Bug #10435
ceph-osd stops with "Caught signal (Aborted)" or "osd/PG.cc: 2683: FAILED assert(values.size() == 1)"
0%
Description
While my production ceph cluster was recovering from a power outage, a few of my OSDs started flapping and eventually went down. Previously, I've simply completely removed the OSDs and re-added them fresh and allowed the cluster to recover. However, the cluster is currently reporting a few items are "unfound" (3/939435 unfound (0.000%)) and I'm leery of completely removing OSDs in this state as I don't want to incur any data loss.

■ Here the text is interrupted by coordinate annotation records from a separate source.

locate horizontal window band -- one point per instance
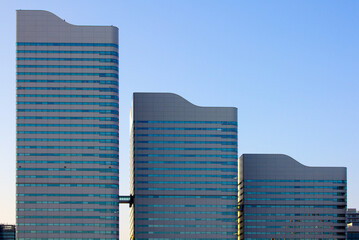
(66, 210)
(70, 169)
(295, 214)
(187, 149)
(108, 203)
(234, 183)
(187, 175)
(104, 104)
(188, 196)
(186, 135)
(294, 206)
(182, 205)
(69, 162)
(71, 224)
(113, 75)
(296, 199)
(191, 169)
(66, 140)
(69, 66)
(293, 180)
(67, 81)
(115, 90)
(187, 129)
(66, 195)
(72, 217)
(192, 122)
(69, 147)
(186, 155)
(294, 220)
(231, 220)
(304, 187)
(67, 125)
(298, 193)
(185, 226)
(115, 112)
(112, 60)
(66, 185)
(71, 118)
(67, 232)
(69, 132)
(67, 44)
(187, 189)
(190, 142)
(233, 213)
(75, 177)
(38, 238)
(112, 53)
(115, 97)
(224, 163)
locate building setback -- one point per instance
(282, 199)
(7, 232)
(352, 232)
(67, 129)
(184, 169)
(353, 216)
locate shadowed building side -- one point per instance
(67, 129)
(184, 168)
(282, 199)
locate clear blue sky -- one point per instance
(291, 68)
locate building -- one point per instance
(352, 232)
(7, 232)
(282, 199)
(184, 169)
(67, 129)
(353, 216)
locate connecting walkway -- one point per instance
(125, 200)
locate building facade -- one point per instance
(184, 169)
(7, 232)
(352, 232)
(353, 216)
(282, 199)
(67, 129)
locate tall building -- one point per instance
(352, 232)
(353, 216)
(7, 232)
(283, 199)
(184, 169)
(67, 129)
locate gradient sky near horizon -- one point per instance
(290, 67)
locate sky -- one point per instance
(290, 67)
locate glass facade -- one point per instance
(280, 198)
(67, 129)
(184, 168)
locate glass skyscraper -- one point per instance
(283, 199)
(184, 169)
(67, 129)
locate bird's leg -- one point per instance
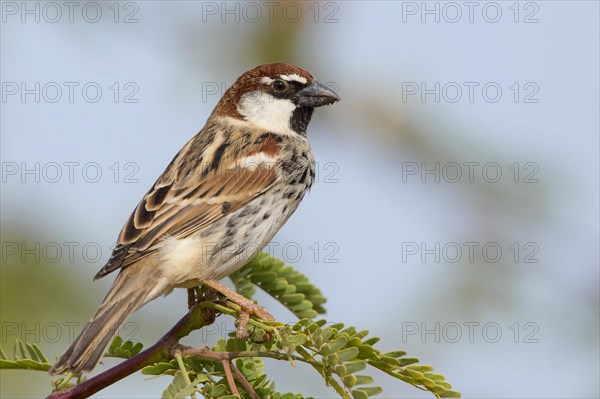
(247, 306)
(191, 297)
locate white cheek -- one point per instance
(267, 112)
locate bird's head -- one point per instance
(275, 97)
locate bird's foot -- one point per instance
(247, 307)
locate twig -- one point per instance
(199, 316)
(245, 382)
(229, 376)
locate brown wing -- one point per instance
(194, 192)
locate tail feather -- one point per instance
(126, 295)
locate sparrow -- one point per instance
(216, 206)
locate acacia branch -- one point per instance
(199, 316)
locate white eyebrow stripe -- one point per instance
(295, 77)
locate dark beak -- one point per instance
(316, 95)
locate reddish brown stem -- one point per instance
(198, 317)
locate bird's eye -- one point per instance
(279, 85)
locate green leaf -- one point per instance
(179, 388)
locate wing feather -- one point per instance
(179, 206)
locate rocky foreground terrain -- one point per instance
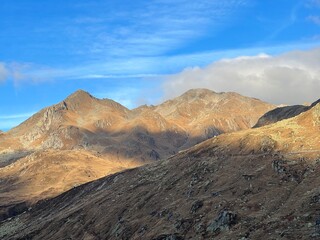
(84, 138)
(261, 183)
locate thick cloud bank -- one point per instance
(290, 78)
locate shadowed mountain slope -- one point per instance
(260, 183)
(83, 127)
(282, 113)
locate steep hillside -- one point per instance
(82, 127)
(260, 183)
(282, 113)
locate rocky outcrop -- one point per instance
(260, 183)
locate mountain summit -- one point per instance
(260, 183)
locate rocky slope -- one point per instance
(282, 113)
(83, 127)
(260, 183)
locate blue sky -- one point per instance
(125, 50)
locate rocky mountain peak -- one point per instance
(315, 103)
(198, 93)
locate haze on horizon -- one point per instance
(144, 52)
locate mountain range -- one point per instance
(84, 138)
(260, 183)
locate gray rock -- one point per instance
(225, 221)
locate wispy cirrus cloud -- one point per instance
(8, 121)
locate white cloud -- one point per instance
(290, 78)
(3, 72)
(152, 28)
(9, 121)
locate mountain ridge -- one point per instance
(250, 184)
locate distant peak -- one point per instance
(198, 92)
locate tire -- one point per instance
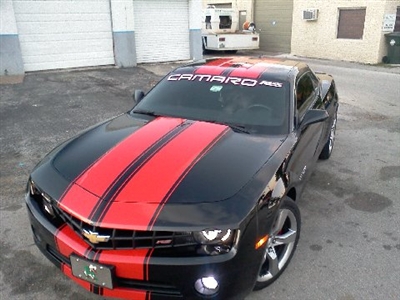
(281, 244)
(330, 143)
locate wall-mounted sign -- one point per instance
(389, 20)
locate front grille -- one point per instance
(128, 239)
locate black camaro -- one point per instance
(191, 194)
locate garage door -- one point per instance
(274, 18)
(161, 30)
(64, 34)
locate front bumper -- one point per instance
(138, 275)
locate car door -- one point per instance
(306, 150)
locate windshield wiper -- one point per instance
(235, 127)
(146, 112)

Digging through the archives and bug reports I've found a similar case1 with a request for reproduction with increased logging levels. I believe I've managed to gather the requested level of detail and will attach it to this report.
[1] - https://www.mail-archive.com/ceph-users@lists.ceph.com/msg01034.html
History
#1 Updated by Jamin Collins over 8 years ago
- File ceph-osd.11.log.lzma added
#2 Updated by Jamin Collins over 8 years ago
- File ceph-locate-unfound added
Near as I can tell, all the unfound objects reside on osd.6:
$ ./ceph-locate-unfound
/var/lib/ceph/osd/ceph-6/current/3.2ba_head/DIR_A/DIR_B/DIR_2/rb.0.1da2e.238e1f29.000000000178__head_F23D22BA__3
/var/lib/ceph/osd/ceph-6/current/3.25f_head/DIR_F/DIR_5/DIR_E/rb.0.1175.2ae8944a.0000000024e0__head_B0B2CE5F__3
/var/lib/ceph/osd/ceph-6/current/3.199_head/DIR_9/DIR_9/DIR_D/rb.0.1da2e.238e1f29.0000000000b3__head_76DA7D99__3
Is there any way to move these objects to a working OSD or get osd.6 back to a point where ceph-osd can start on it?
#3 Updated by Jamin Collins over 8 years ago
I've removed, erased, and re-added osd.11 to the ceph cluster.
#4 Updated by Jamin Collins over 8 years ago
Having determined which RBD volumes these unfound OIDs belonged to, I've decided to remove osd.6, zero the drive, and re-add it.
#5 Updated by Sage Weil over 8 years ago
- Status changed from New to Closed
in certain cases it is possible to move the file, but in general no. we're working on a tool to move entire pgs at a time.